Они замедлили шаг, пропустив вперед высокого гимназиста в ловко сидевшей на нем серой шинели. Когда он прошел мимо них, уши его покраснели. Ускорив шаг, он свернул в переулок.
— Чего это он за нами увязался? — озабоченно спросил Кеша.
— Кто его знает… Это, кажется, Чураков. Я его как-то видел с Павлом.
— Свой?
— Не знаю, — пожал плечами Миней.
Свернув с пыльной дороги, друзья пошли по обочине. Миней закурил.
— Как же ты в Нерчинске жил? — спросил Кеша. — Ты ничего еще толком не рассказал.
— В Нерчинске?
Перед глазами Минея возник рассыпанный у подножия холмов, словно горсть орехов, городок, где он провел два года; двухэтажное кирпичное здание, крепкие, с остроконечными столбами ворота. Форменная тюрьма, если бы не вывеска на фасаде и два пыльных стеклянных шара, синий и красный, выставленные в окнах, чтобы даже неграмотный сразу мог распознать аптеку. Да и на всем городе лежал особый отпечаток, будто на него падала зловещая тень семи тюрем Нерчинской каторги.
— Поехал я туда с новеньким дипломом. Помнишь, как я радовался, наконец, после стольких мытарств, получив его? — спросил Миней.

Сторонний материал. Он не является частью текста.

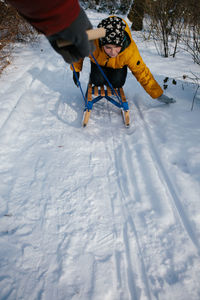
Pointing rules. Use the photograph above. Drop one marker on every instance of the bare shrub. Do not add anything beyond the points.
(13, 28)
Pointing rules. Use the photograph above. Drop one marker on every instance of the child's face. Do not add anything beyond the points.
(112, 50)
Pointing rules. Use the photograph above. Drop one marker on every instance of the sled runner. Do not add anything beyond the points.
(115, 96)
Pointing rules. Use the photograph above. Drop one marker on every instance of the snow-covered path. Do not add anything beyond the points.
(102, 212)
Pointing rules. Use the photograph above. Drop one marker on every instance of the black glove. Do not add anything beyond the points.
(76, 34)
(164, 99)
(74, 77)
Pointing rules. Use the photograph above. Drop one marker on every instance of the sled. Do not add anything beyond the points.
(96, 93)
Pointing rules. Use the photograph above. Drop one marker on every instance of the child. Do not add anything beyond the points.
(114, 53)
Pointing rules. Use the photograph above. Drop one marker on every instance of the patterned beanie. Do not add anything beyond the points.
(114, 31)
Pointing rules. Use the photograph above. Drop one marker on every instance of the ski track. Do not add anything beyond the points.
(65, 237)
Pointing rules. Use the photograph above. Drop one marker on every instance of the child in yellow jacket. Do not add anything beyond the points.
(115, 53)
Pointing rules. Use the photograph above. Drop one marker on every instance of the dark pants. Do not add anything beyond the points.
(117, 77)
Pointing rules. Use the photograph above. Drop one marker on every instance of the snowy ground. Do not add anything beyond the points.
(104, 212)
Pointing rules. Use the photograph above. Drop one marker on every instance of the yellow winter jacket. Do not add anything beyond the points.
(129, 56)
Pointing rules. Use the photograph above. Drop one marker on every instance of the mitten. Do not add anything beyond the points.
(76, 34)
(75, 76)
(164, 99)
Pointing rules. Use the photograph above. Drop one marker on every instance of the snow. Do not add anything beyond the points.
(102, 212)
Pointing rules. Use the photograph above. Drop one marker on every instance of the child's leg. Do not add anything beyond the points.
(117, 77)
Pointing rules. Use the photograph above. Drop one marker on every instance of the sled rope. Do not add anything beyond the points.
(79, 84)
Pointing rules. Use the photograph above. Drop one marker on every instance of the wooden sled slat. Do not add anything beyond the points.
(102, 91)
(109, 92)
(87, 112)
(123, 97)
(86, 117)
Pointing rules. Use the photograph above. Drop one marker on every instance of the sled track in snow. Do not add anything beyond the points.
(175, 202)
(130, 254)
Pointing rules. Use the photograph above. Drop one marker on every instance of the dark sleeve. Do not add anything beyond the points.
(48, 16)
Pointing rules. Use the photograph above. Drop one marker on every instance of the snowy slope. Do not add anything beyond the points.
(104, 212)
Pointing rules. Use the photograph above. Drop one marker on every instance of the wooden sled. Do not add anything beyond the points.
(95, 93)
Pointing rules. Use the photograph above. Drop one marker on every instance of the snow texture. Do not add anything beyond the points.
(102, 212)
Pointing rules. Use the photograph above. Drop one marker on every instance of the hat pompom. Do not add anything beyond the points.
(114, 27)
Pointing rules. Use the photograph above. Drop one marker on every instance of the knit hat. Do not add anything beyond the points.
(114, 31)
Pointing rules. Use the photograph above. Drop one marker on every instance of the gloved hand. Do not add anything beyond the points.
(164, 99)
(74, 78)
(76, 34)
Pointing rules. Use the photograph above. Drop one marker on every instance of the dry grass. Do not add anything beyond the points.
(13, 28)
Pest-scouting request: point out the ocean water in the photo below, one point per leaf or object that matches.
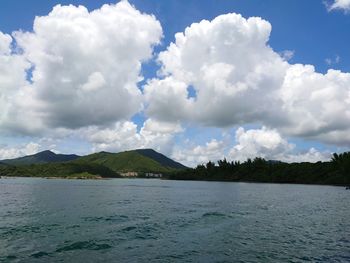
(135, 220)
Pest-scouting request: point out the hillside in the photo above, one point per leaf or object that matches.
(136, 161)
(64, 170)
(160, 158)
(103, 164)
(41, 158)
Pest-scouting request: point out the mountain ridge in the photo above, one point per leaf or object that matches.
(104, 164)
(42, 157)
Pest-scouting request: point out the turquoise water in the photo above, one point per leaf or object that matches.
(137, 220)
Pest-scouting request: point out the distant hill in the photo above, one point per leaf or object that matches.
(145, 160)
(41, 158)
(160, 158)
(102, 164)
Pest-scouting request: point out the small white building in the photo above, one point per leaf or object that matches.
(153, 175)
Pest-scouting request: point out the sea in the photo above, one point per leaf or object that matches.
(152, 220)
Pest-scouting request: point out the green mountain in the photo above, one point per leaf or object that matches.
(65, 170)
(143, 160)
(160, 158)
(102, 164)
(40, 158)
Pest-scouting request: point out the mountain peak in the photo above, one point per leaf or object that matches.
(46, 156)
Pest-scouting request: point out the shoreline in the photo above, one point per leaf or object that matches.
(166, 179)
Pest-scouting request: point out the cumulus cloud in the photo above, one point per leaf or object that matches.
(125, 136)
(339, 5)
(212, 151)
(7, 152)
(85, 67)
(270, 145)
(265, 143)
(238, 79)
(228, 63)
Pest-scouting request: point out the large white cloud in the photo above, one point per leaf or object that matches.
(270, 145)
(265, 143)
(9, 152)
(85, 66)
(238, 79)
(125, 136)
(231, 68)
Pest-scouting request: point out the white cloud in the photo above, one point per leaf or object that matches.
(270, 145)
(230, 66)
(239, 79)
(265, 143)
(339, 5)
(19, 151)
(86, 66)
(125, 136)
(213, 150)
(330, 61)
(287, 54)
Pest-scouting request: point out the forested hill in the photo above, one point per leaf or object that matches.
(335, 172)
(40, 158)
(145, 160)
(102, 164)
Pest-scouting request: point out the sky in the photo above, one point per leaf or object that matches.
(195, 80)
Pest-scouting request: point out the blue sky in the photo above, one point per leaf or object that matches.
(311, 32)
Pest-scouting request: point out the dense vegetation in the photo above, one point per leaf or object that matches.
(103, 164)
(127, 161)
(41, 157)
(65, 170)
(335, 172)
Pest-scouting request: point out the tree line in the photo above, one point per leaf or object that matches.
(334, 172)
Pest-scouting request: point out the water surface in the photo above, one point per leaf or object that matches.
(135, 220)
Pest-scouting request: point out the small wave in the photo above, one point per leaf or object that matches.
(80, 245)
(39, 254)
(129, 228)
(112, 218)
(213, 214)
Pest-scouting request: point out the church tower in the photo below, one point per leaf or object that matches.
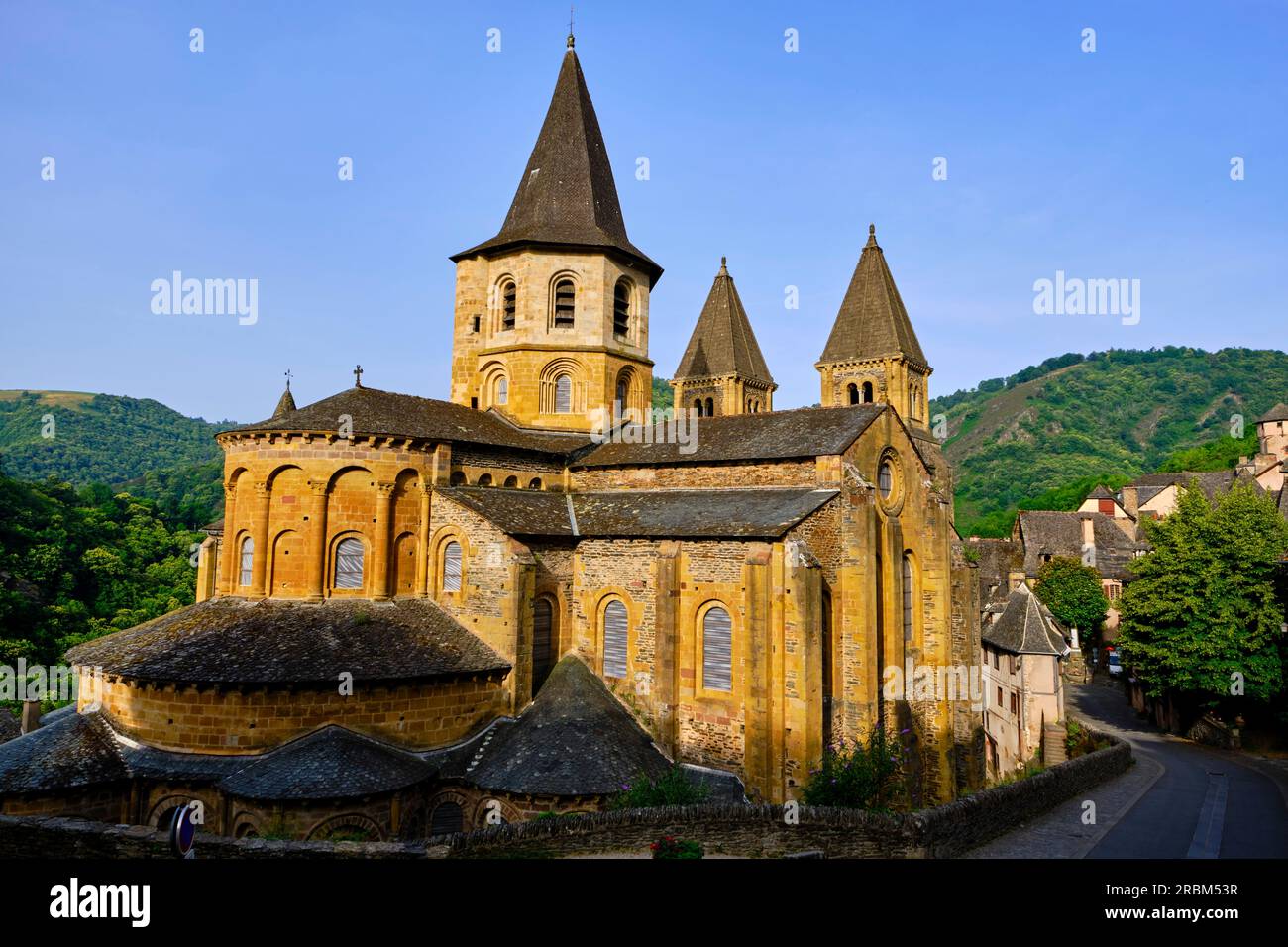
(872, 354)
(552, 313)
(722, 371)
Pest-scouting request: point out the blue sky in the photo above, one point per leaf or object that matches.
(222, 163)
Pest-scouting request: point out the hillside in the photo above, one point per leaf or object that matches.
(1108, 415)
(102, 438)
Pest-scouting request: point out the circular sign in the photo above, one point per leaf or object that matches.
(183, 831)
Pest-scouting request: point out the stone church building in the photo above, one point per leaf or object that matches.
(420, 616)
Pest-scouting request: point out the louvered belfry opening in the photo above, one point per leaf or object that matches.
(566, 304)
(542, 643)
(614, 639)
(622, 309)
(716, 650)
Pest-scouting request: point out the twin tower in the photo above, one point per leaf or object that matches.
(552, 313)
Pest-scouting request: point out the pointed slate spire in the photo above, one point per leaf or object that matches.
(872, 322)
(286, 403)
(722, 342)
(567, 195)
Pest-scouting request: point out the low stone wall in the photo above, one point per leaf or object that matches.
(738, 830)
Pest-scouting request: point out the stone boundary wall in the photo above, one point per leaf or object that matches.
(739, 830)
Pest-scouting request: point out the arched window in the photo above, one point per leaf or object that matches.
(348, 564)
(248, 561)
(885, 479)
(622, 311)
(542, 643)
(616, 631)
(716, 650)
(566, 307)
(447, 818)
(452, 566)
(563, 394)
(907, 596)
(509, 304)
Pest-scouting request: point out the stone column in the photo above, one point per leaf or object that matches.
(227, 577)
(259, 536)
(381, 540)
(316, 547)
(426, 491)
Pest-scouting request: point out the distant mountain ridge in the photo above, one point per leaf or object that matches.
(1108, 415)
(106, 438)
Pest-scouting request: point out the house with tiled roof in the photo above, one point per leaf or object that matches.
(1022, 650)
(420, 616)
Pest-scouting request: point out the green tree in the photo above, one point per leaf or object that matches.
(1073, 592)
(1203, 611)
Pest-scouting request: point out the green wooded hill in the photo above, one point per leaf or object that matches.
(98, 438)
(1051, 432)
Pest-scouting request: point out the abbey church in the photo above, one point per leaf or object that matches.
(417, 615)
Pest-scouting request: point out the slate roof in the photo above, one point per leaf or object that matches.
(1279, 412)
(567, 195)
(73, 751)
(1060, 534)
(1025, 626)
(404, 415)
(722, 342)
(872, 321)
(230, 641)
(750, 513)
(574, 740)
(331, 763)
(807, 432)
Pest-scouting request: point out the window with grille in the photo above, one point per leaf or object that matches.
(563, 394)
(452, 567)
(566, 295)
(622, 309)
(509, 303)
(907, 598)
(716, 650)
(348, 564)
(248, 561)
(614, 641)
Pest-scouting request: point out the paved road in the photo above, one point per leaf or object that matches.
(1206, 804)
(1180, 800)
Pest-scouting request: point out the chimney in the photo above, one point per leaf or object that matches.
(30, 715)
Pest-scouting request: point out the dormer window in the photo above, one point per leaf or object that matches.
(566, 307)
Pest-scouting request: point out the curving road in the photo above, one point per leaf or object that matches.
(1205, 802)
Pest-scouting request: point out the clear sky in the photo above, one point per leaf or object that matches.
(223, 163)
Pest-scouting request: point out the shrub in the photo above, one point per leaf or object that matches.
(670, 847)
(861, 775)
(671, 788)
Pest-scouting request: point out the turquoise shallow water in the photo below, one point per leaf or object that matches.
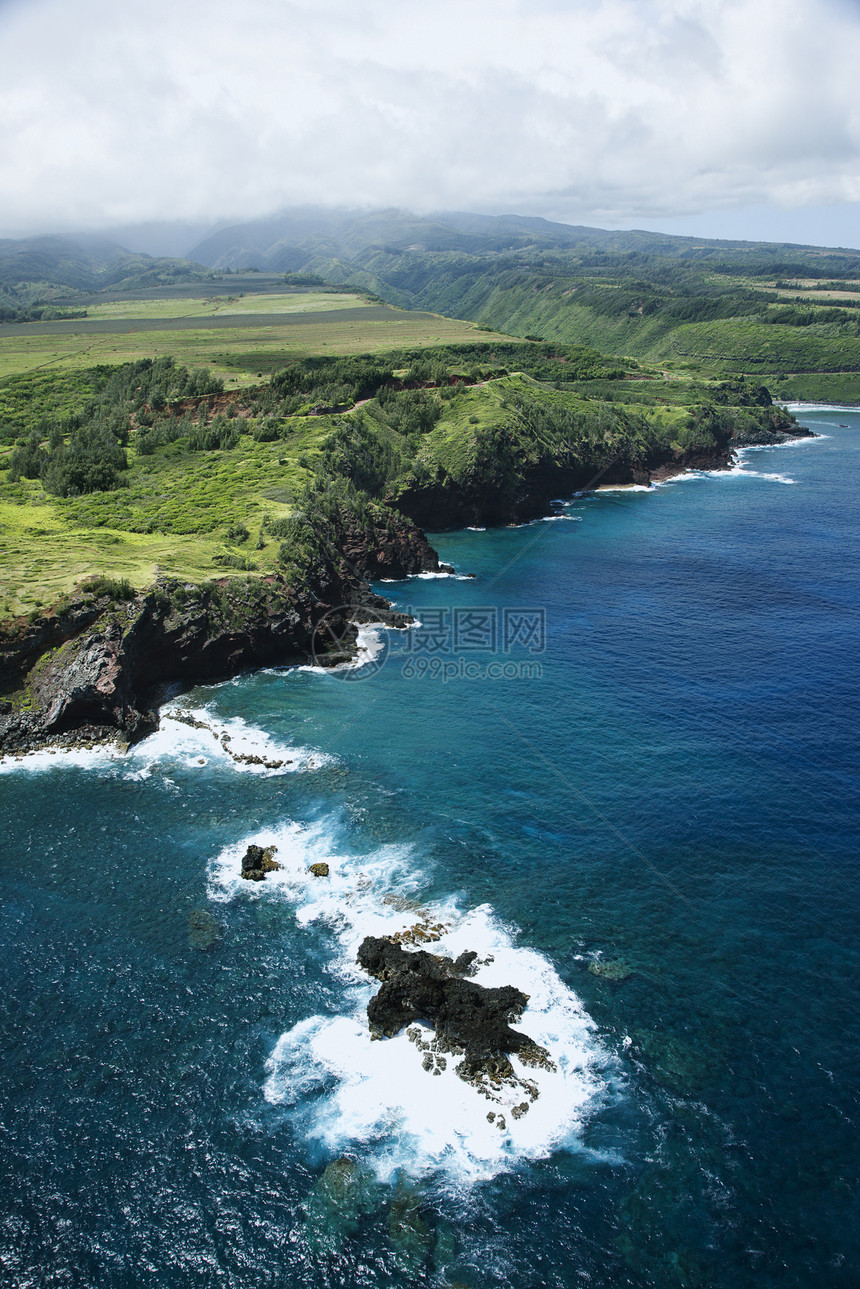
(660, 772)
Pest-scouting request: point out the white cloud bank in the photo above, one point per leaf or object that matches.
(616, 112)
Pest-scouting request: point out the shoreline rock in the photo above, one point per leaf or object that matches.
(468, 1018)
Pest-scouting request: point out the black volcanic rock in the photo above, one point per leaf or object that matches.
(467, 1017)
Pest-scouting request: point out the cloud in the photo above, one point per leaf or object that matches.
(602, 112)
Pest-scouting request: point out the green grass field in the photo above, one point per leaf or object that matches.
(239, 355)
(173, 514)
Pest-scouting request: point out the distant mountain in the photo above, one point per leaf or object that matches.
(48, 267)
(292, 240)
(726, 306)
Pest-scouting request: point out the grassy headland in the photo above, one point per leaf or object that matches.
(150, 468)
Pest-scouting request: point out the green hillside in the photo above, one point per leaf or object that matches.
(787, 313)
(150, 468)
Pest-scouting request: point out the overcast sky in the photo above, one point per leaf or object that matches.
(730, 117)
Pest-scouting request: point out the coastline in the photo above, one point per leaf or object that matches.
(96, 672)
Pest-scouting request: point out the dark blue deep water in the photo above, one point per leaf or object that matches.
(646, 814)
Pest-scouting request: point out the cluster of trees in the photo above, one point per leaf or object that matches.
(89, 460)
(85, 451)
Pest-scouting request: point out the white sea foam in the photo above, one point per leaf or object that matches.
(217, 740)
(52, 758)
(734, 472)
(346, 1091)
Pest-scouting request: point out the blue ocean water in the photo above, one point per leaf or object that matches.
(620, 762)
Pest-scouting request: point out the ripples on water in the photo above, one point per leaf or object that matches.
(656, 839)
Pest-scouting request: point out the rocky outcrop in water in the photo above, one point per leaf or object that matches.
(468, 1018)
(258, 861)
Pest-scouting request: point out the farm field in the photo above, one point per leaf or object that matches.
(240, 338)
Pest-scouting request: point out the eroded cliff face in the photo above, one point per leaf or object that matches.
(525, 494)
(98, 665)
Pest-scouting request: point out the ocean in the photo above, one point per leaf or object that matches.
(616, 757)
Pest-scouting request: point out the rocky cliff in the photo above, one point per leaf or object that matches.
(520, 490)
(97, 665)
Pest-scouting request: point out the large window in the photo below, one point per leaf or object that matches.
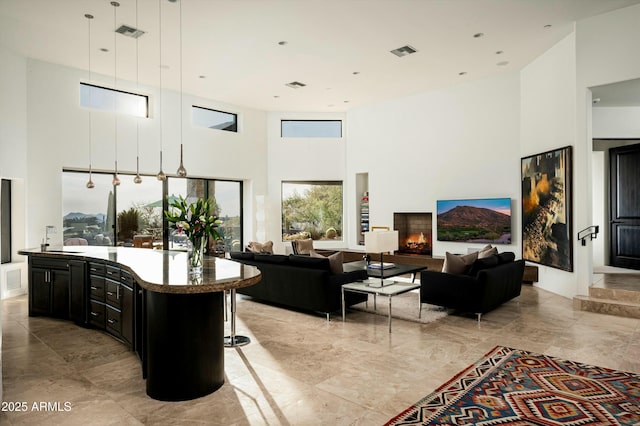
(311, 128)
(213, 119)
(113, 100)
(312, 210)
(131, 214)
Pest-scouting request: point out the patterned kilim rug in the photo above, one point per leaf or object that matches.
(515, 387)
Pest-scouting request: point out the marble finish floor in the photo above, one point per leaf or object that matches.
(299, 368)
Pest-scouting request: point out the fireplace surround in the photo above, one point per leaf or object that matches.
(414, 233)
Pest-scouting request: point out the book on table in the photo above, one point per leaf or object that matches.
(386, 265)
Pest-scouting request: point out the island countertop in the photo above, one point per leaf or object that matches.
(162, 271)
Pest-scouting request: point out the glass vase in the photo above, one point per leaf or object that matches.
(195, 252)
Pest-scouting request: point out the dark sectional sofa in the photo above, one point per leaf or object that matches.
(487, 284)
(300, 282)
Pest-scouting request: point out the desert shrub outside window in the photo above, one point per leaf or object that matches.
(312, 209)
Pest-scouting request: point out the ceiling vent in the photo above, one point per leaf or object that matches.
(403, 51)
(295, 84)
(129, 31)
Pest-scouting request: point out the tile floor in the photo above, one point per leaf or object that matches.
(299, 368)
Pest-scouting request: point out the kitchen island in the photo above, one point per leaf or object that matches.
(146, 299)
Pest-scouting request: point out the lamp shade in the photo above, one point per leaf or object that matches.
(380, 241)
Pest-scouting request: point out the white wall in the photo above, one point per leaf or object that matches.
(455, 143)
(300, 159)
(548, 122)
(13, 156)
(606, 47)
(616, 122)
(59, 138)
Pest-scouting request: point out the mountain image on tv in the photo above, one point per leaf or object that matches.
(475, 221)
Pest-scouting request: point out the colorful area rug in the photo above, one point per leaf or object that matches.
(515, 387)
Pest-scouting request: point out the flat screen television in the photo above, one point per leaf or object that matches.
(486, 220)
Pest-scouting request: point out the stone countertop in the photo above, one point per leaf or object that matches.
(162, 271)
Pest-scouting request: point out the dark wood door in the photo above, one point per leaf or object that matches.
(625, 206)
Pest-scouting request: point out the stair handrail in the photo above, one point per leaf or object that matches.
(591, 232)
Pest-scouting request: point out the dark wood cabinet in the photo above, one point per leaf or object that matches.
(49, 287)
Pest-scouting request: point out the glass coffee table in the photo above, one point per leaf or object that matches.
(388, 290)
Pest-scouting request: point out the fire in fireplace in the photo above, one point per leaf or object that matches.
(414, 233)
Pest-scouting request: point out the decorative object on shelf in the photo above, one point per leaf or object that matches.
(380, 242)
(90, 184)
(546, 208)
(197, 221)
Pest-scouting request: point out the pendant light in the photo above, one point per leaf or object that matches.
(90, 184)
(182, 172)
(116, 180)
(160, 176)
(137, 179)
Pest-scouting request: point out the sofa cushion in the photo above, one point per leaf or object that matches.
(506, 257)
(271, 258)
(256, 247)
(241, 255)
(458, 264)
(483, 263)
(309, 262)
(302, 246)
(335, 261)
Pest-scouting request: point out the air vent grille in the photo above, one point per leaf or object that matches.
(295, 85)
(403, 51)
(129, 31)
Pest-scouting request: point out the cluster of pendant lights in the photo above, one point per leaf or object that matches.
(161, 176)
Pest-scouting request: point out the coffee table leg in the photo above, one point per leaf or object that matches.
(389, 313)
(343, 315)
(233, 341)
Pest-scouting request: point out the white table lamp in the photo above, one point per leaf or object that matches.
(380, 242)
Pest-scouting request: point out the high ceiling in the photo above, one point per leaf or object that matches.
(244, 52)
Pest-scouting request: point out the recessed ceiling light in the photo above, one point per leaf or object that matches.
(128, 31)
(403, 51)
(295, 85)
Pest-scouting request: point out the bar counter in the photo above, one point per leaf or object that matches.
(182, 319)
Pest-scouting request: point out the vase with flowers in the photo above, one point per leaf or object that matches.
(196, 221)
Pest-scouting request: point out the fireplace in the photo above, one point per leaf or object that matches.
(414, 233)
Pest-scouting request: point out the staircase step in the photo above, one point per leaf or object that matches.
(607, 306)
(622, 295)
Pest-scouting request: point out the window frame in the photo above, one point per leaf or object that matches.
(235, 118)
(298, 120)
(115, 111)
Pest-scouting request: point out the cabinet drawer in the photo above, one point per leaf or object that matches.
(114, 324)
(97, 314)
(113, 273)
(96, 268)
(97, 288)
(113, 292)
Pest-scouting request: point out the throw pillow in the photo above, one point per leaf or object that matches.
(335, 261)
(303, 246)
(256, 247)
(456, 264)
(487, 252)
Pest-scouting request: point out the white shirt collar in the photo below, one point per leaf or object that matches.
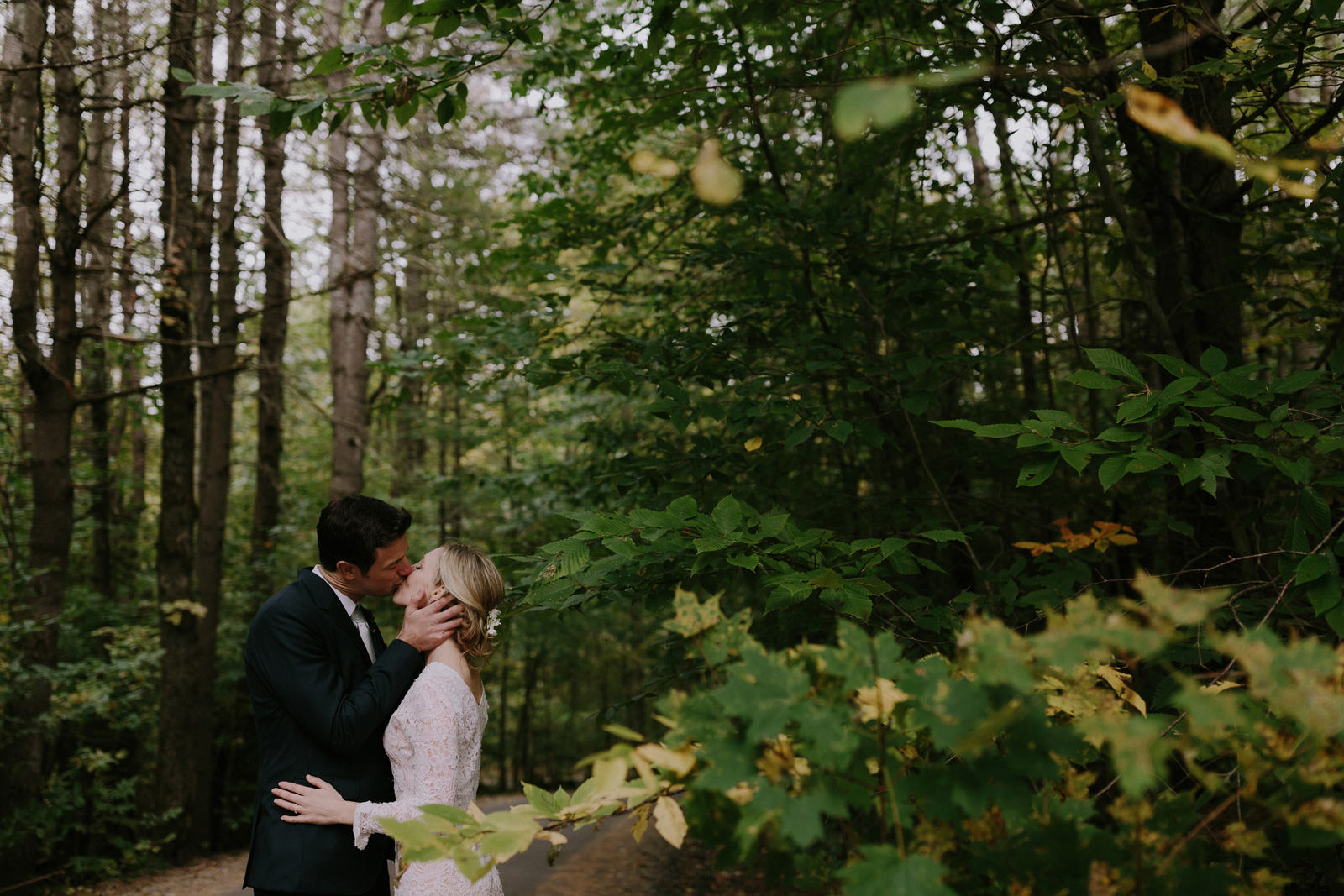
(344, 600)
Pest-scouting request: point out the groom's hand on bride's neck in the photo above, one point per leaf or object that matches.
(429, 626)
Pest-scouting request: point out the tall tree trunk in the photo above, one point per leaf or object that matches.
(410, 412)
(98, 311)
(501, 747)
(132, 411)
(353, 311)
(275, 317)
(217, 392)
(181, 716)
(1027, 354)
(50, 379)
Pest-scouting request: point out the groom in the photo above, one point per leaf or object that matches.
(323, 687)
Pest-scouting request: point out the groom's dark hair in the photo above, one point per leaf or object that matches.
(354, 527)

— Еще бы! Такая важная бумага с орлом наверху, — смеясь, сказал Кеша.
— И внизу тоже… А слова-то какие! — Миней залпом произнес: — «Совет Императорского университета сим свидетельствует, что медицинский факультет сего университета на основании параграфов 36—40 приложения к статье 596 устава врачебного, том 12 свода законов, удостоил выдержавшего установленное испытание… — он ткнул себя в грудь, — в степени аптекарского помощника — со всеми правами и преимуществами сей степени…» Уф!.. После такого пышного вступления в «степень» «права и преимущества» посыпались на меня…
— Да, помню, ты никак не мог найти службу.
— Ни к одной читинской аптеке не приписывали! Оказывается, мой хозяин настрочил на меня донос еще во времена моего ученичества: имел, мол, столкновение с администрацией, непочтителен…
— Он жаловался даже дяде моему, говорил, что ты его Мизю портишь! — добавил Кеша.
— Вот-вот… — Миней сморщил лицо и нудным голосом затянул: — «Мизя! Я взял себе ученика, а не тебе учителя! С ним ты когда-нибудь попадешь прямо на вешалку!»
Хозяин имел в виду виселицу.
Молодые люди засмеялись, вспомнив добродушного толстощекого сына аптекаря Мишу Городецкого, которого дома звали Мизей: так он в детстве выговаривал свое имя.